E l’Orchestra della Rai sembra fatta apposta per questo repertorio, perfettamente a suo agio, e ben diretta dal bravo Marcello Rota (l’omonimia è casuale) con braccio sicuro, gesto elegante, arguzia e gusto. Certamente il pubblico dovrebbe poter godere più spesso di concerti simili!

La strada è un film ambientato nel mondo del circo e degli artisti girovaghi, dove la musica è sì, strumento di lavoro, ma è anche inscindibile dalla vita. Il coreografo Mario Pistoni ideò in seguito un balletto ispirato al soggetto del film e Rota accettò di scriverne la partitura. (Qui Gilda Gelati nei panni di Gelsomina) 

Le musiche per il balletto dipingono un grande affresco sinfonico perfettamente autonomo dalla creazione filmica, dal quale è tuttavia scaturito: è certo, volendo dare una definizione, musica a programma, ma nel senso migliore del termine. Rota inventa temi che danno vita a veri e propri personaggi, come il motivo legato al numero del Matto, un sogno nel sogno, in una specie di gioco di scatole cinesi; e l’indimenticabile Gelsomina (il bravo soprano Cristina Mosca), una semi-muta che si esprime attraverso la musica in un mormorio, una specie di Sprechgesang senza parole.

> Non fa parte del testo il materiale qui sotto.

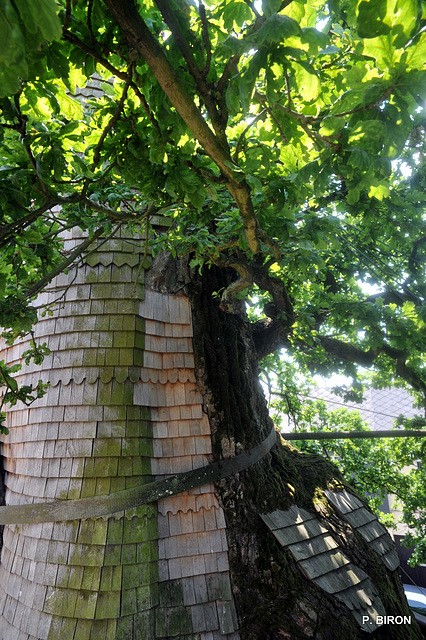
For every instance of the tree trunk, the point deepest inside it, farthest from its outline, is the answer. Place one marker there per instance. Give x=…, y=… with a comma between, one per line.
x=243, y=560
x=274, y=596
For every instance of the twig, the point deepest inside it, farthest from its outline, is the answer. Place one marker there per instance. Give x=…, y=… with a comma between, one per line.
x=111, y=123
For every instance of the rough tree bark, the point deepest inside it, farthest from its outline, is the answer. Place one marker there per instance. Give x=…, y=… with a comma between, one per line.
x=274, y=599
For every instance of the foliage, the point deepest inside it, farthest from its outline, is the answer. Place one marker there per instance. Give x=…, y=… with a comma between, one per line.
x=285, y=140
x=376, y=467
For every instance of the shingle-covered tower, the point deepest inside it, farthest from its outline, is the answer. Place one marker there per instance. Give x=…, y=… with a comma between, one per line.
x=123, y=409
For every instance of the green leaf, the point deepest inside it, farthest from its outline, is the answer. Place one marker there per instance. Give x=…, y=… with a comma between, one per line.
x=416, y=53
x=370, y=18
x=12, y=48
x=331, y=125
x=277, y=28
x=307, y=81
x=359, y=159
x=270, y=6
x=33, y=237
x=315, y=39
x=402, y=17
x=383, y=51
x=40, y=14
x=248, y=80
x=236, y=13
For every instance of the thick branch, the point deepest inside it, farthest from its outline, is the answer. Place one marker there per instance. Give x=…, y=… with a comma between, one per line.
x=173, y=23
x=139, y=36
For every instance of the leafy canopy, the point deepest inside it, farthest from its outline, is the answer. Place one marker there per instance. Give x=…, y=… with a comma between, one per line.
x=284, y=138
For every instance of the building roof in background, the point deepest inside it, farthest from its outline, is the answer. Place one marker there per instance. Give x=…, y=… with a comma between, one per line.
x=380, y=406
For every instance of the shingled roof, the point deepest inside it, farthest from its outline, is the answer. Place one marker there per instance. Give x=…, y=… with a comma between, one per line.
x=321, y=560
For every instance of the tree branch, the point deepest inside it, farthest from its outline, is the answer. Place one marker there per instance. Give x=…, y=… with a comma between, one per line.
x=126, y=14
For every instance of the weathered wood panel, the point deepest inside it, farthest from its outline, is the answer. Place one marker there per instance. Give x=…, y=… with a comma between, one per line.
x=123, y=408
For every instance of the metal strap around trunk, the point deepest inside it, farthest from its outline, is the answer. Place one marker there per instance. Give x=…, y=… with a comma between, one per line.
x=108, y=504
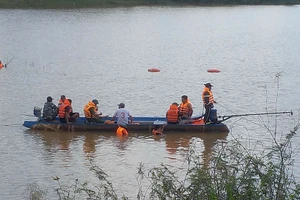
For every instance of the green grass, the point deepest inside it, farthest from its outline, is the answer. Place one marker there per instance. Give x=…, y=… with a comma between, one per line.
x=52, y=4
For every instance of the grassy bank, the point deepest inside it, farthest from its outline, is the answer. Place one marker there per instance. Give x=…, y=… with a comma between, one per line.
x=52, y=4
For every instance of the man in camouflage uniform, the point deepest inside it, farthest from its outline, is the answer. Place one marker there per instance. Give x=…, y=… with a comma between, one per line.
x=49, y=110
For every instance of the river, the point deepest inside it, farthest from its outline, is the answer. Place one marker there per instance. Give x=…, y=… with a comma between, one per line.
x=105, y=53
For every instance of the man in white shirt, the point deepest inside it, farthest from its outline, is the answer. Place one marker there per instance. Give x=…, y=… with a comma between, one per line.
x=122, y=114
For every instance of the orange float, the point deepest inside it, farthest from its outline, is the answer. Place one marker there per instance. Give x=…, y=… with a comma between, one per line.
x=153, y=70
x=213, y=70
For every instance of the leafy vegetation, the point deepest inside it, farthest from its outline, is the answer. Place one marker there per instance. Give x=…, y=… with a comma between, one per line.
x=40, y=4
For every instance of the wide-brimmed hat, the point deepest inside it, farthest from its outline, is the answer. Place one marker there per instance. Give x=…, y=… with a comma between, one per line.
x=95, y=101
x=123, y=125
x=208, y=85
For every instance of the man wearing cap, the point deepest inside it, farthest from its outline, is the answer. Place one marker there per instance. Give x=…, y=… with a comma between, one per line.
x=91, y=112
x=122, y=115
x=208, y=100
x=49, y=110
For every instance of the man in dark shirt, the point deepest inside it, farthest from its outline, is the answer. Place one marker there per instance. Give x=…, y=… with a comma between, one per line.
x=49, y=110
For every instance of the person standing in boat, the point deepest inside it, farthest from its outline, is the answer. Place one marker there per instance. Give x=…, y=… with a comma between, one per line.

Una partitura in cui il compositore assorbe e rideclina ex novo tante e diversissime esperienze musicali, anche geograficamente e cronologicamente lontane fra loro, sue contemporanee o antiche, alte o basse, in un mix che sarebbe piaciuto all’Umberto Eco di Apocalittici e integrati: lo Stravinskij dei tempi del Sacre, la bossa nova, il jazz, la musica delle balere romagnole, Puccini e Martucci, il foxtrot di importazione e i valzerini di provincia, Shostakovich e Prokofiev (e poi: esisterebbe il circo di Fellini senza la tragicità dei Pagliacci di Leoncavallo?). Rota fa proprie queste musiche disparate e le rifonde in tutto organico, in un modo che certamente sarebbe piaciuto ad Alfredo Casella (col quale Rota studiò a Roma). Rota, però, riesce ad assorbire e assimilare, trasformando le suggestioni dei colleghi compositori ancor meglio di Casella: come se, forse, la collaborazione di Fellini fosse stata determinante per dargli uno scopo, una direzione, gli avesse messo dei paletti che hanno giovato all’invenzione creativa.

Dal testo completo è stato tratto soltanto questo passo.